Auch Baden in der Badewanne ist fast immer ein Programmpunkt, der gefällt – meist mit Mama, gerne mit der Schwester und auch mal mit Papa. Da gibt’s Wasser im Becher zum ausschütten, zum Trinken (möglichst aus dem Wasserhahn), der Wasserhahn wird mittlerweile schon ziemlich feinmotorisch dosiert auf und zu gemacht, das Prinzip von heiß und kalt ist verstanden worden und auf welcher Seite der Mischbatterie welche Temperatur ist.

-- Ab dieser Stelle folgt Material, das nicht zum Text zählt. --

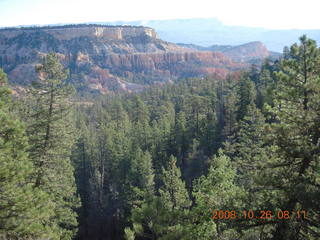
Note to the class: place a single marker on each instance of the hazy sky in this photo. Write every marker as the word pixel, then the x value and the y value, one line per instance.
pixel 274 14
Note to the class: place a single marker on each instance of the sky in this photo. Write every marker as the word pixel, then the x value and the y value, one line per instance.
pixel 270 14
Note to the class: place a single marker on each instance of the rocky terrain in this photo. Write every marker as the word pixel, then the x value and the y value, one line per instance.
pixel 114 58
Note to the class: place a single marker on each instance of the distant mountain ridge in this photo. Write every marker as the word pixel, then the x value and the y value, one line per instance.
pixel 116 58
pixel 210 31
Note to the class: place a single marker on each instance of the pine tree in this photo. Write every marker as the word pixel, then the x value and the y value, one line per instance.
pixel 24 211
pixel 297 134
pixel 50 127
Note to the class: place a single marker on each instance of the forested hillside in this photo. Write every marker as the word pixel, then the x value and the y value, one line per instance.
pixel 200 159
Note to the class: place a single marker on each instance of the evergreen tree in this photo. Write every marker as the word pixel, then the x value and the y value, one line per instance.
pixel 51 137
pixel 24 211
pixel 297 134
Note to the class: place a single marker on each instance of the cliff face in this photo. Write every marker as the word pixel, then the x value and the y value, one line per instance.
pixel 249 52
pixel 106 58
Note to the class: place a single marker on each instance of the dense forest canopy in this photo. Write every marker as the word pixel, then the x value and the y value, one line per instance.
pixel 199 159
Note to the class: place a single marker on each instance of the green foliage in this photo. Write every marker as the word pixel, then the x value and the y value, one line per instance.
pixel 51 138
pixel 23 209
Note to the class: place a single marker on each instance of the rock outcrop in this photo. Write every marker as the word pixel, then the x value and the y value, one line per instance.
pixel 107 58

Sicherheit durch beruhigende Tätigkeiten

Nachdem wir mit ihm jetzt so viele Dinge herausgefunden haben, die ihm gefallen, wird der Tag wieder ein Stückchen routinierter. Der Morgen läuft besonders entspannt, wenn er ausschläft und die Große schon zur Schule ist. Wacht er mit ihr auf, haben die zwei oft noch eine kurze Spielzeit zusammen, allerdings ist alles unruhiger, was ihn fahriger und unsicherer macht. Da ist dann hinterher Ruhe angebracht. Wenn keine Termine anstehen, reicht es, sich in seiner Nähe aufzuhalten, manchmal hilft es für die entspannte Atmosphäre, selbst etwas handwerklich sprich hauswirtschaftlich zu tun, insbesondere wenn ich selbst unruhig bin. Oder wir lassen es uns erstmal gut gehen, ich mache mir Tee, Kakao, er darf nochmal an der Brust trinken, und dann: „Schaun wir mal, dann sehn wir schon“.

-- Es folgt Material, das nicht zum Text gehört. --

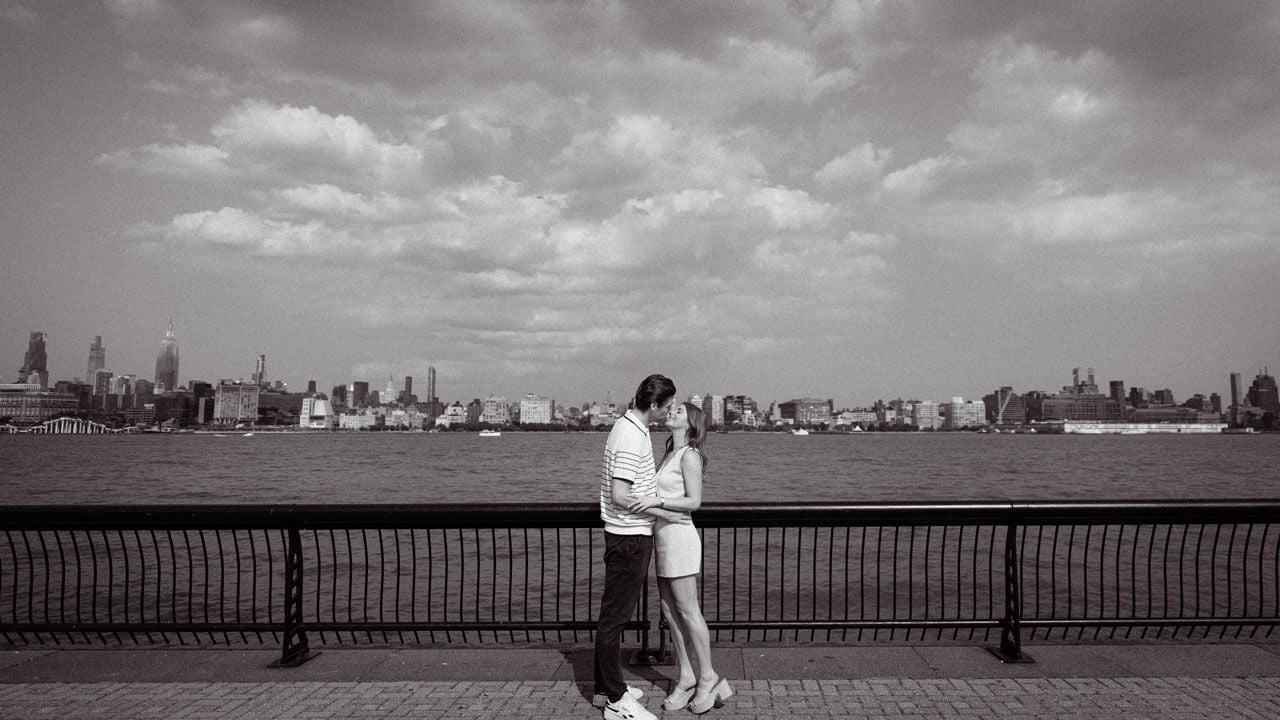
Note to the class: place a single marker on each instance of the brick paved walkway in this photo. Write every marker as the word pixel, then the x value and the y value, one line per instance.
pixel 1079 698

Akkuschrauben mit 2 Jahren

Gestern habe ich in der Küche gewerkelt, mir vermutlich einen Tee gemacht, als er zu mir sagt: „Ablauben“, immer wieder, „ablauben, ablauben, ablauben“. Oft wiederhole ich dann was er sagt, so dass er weiß, dass ich es verstanden habe. Unter „ablauben“ konnte ich mir jetzt mal nichts vorstellen, bis ich zu ihm schaute. Er hing in der Türzarge, streckte sich nach oben und deutete mit dem ganzen Körper auf die silberne Einbuchtung, in die beim Türe schließen der Schnapper einrastet. Da entdeckte ich die drei Schrauben, mit denen diese im Türrahmen befestigt ist. „Ablauben“ – Aaahhh, jetzt, „abschrauben“ war gemeint. Er wollte schrauben. Gut, ich holte mit ihm den Akkuschrauber aus meiner Werkzeugkiste – ein schöner kleiner Bosch-Schrauben, den auch er gut packen kann. Auf einem Stuhl kam er an die Schrauben ran, die durch seine Schraubversuche auch nicht zerkratzt wurden. Um ihm noch mehr Verständnis zum Schraubprozess zu ermöglichen, bohrte ich einige Löcher in einen Holzklotz, den ich noch von der Großen da hatte, und drehte Schrauben ein. Schaffte er es nicht tatsächlich, mit dem Akkuschrauber, die Schrauben heraus zu drehen? Unglaublich, da musste selbst ich mal ganz kurz staunen, was alles wie früh schon möglich ist. Vorausgesetzt das Kind hat Interesse und die entsprechende Lernumgebung. Immer wieder schön, wenn die neurowissenschaftlichen Erkenntnisse zum Lernen sich dann in der Praxis bewahrheiten.

Jaja, ungefährlich ist das natürlich nicht, das Kleinkind mit einem echten, elektrischen Gerät hantieren zu lassen. Deshalb bin ich ja dabei…

Was Kinder wollen

Muss ja nicht jedes Kind wollen. Braucht also auch nicht in einem Lehrplan für die Frühförderung stehen. Für mein Kind ist es halt eine super Möglichkeit, die Geschicklichkeit mit den Händen zu üben. Ein Katalog mit Lerngelegenheit kann sicher hilfreich sein – für uns Erwachsene, wenn wir uns dann wieder davon befreien, dass das Kind diese und jene Fertigkeit in diesem Alter können muss.

Was Kinder brauchen ist die Eins-zu-Eins-Betreuung (in der frühesten Lebensphase sogar 2:1-Betreuung) und eine permissive, also erlaubende Lernumgebung. Die Bindung an die Personen, sowie die ersten Lernerfahrungen in allen Lebensbereichen der ersten Jahre werden das Kind das ganze Leben lang prägen und begleiten. Drohung oder Versprechen?